A Time of Tigers - From Peasant to Emperor-Chapter 1146 Equal Scales - Part 1
1146: Equal Scales – Part 1
1146: Equal Scales – Part 1
So it was that the army of the left was spared from an even more humiliating and damaging loss.
Karstly had been watching, ready to take it, and he’d seen the General’s arm go up in the air, no doubt about to make a decision even worse than the last.
But something had happened, and he had to accept the fact that the dismantling of the army of the left would not go quite so quickly.
“…” General Khan breathed a sigh of relief as well, when he saw that his General had managed to hold himself back from his own order.
“General Harme… I apologize for setting you against such a troublesome fox.
You have done well to restrain yourself, all things considered.”
His own battle in the centre was forced to go on pause because of Karstly’s efforts.
His intervention was inevitable.
He had hoped that he might be able to make more progress in the bombardment of the central castle before then, but Karstly had brought that momentum to a snivelling crawl.
It was only the army of the right that was allowed to continue its battle uninterrupted.

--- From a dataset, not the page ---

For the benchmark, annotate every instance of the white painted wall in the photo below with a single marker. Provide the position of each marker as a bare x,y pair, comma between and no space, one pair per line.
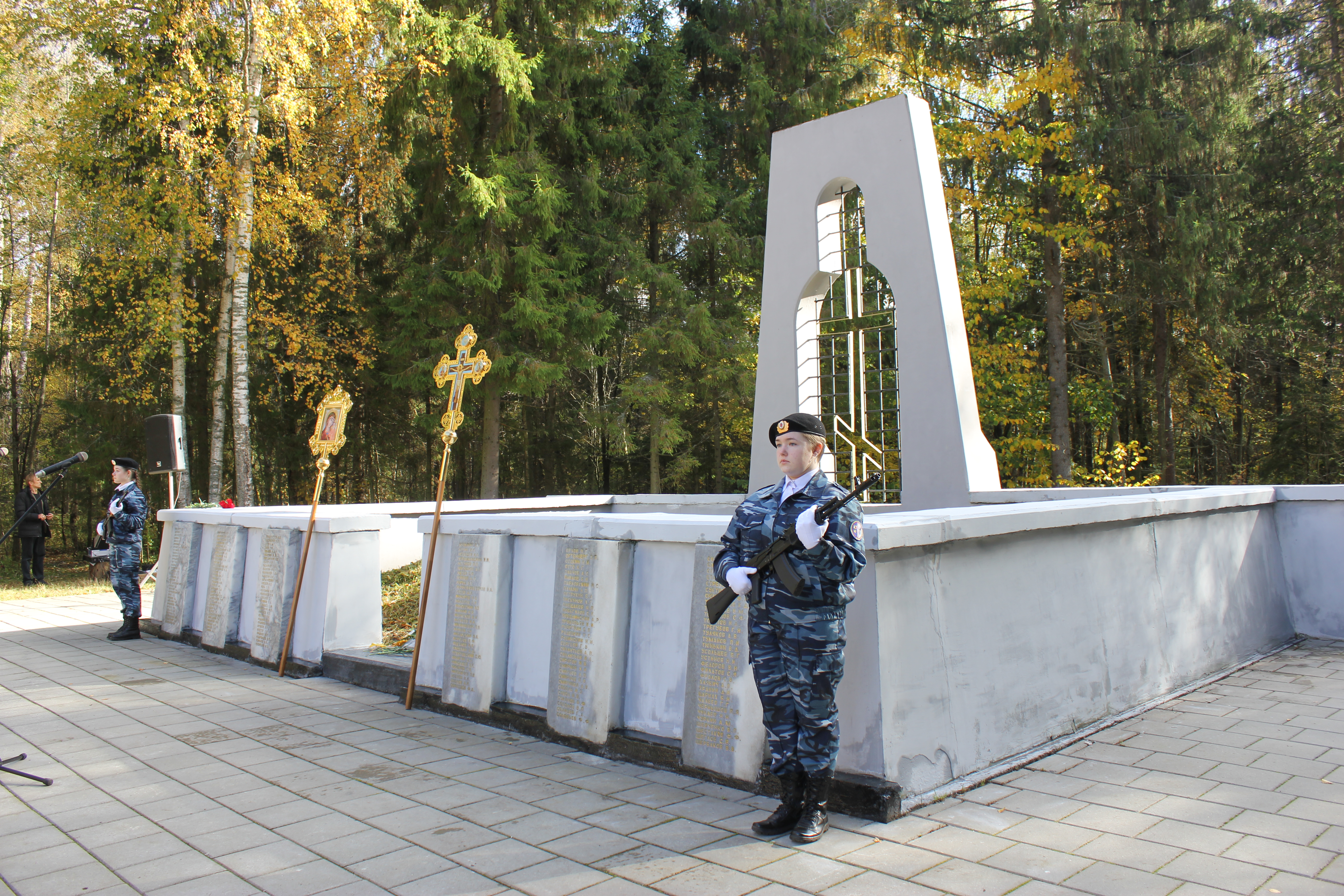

“It would be unwise to see them as a detachment of a mere two thousand men,” Khan said to himself.
“Numerically, they are at least equivalent in an army of two thousand.
That young General Karstly… He has shown that he knows his martial training.
Troublesome.
With five thousand in the left castle, and five thousand on foot, General Harme’s advantage begins to look slimmer than first noted.”
He was well aware that there was a single gambit that the Stormfront men could pull as well.
It might have seemed as if the defenders were trapped in their castle, but given a decisive opportunity to finish off the army of their foes, they would most surely make an entrance.
The only thing stopping them from doing that, Khan supposed, was their coordination.
He did not know the history of Karstly in the Stormfront well enough, for there were few sources on the man, but at the very least he doubted that he had much sway over the Colonel that commanded the left.
It would be down to Lord Blackwell to make that final decision.
The same, of course, was true of Blackwell himself.
He had another five thousand men in the centre which he defended with, and there were another five thousand men in the castles to the right.
A mere army of twenty thousand men in total, and they caused such problems.
A less experienced General might have let that fact go to their head, and allowed shame to begin to cloud their judgement, but Khan was not such a man.
He was calm enough to recognize the enemy’s strength.
The Stormfront, after all, was a military nation.
They were famed for it.
They were built on it.
To expect to equal them in combat would be folly.
Even if Khan himself were a march for even the greatest of Stormfront Generals, it did not mean that their infantry were of equal quality.
“But there are domains in which we Verna triumph over you,” Khan said, his eyes falling to his siege weapons.
Those were tools of science that the Stormfront couldn’t hope to emulate with ease.
So too were their chariots, inventions that only the Verna had properly mastered.
With science, together with numbers, and Khan’s own competent command, he could still more than see his path to victory.
Indeed, he could see it quite strongly.
“You have made ripples in the water of this battlefield, young General Karstly,” Khan said.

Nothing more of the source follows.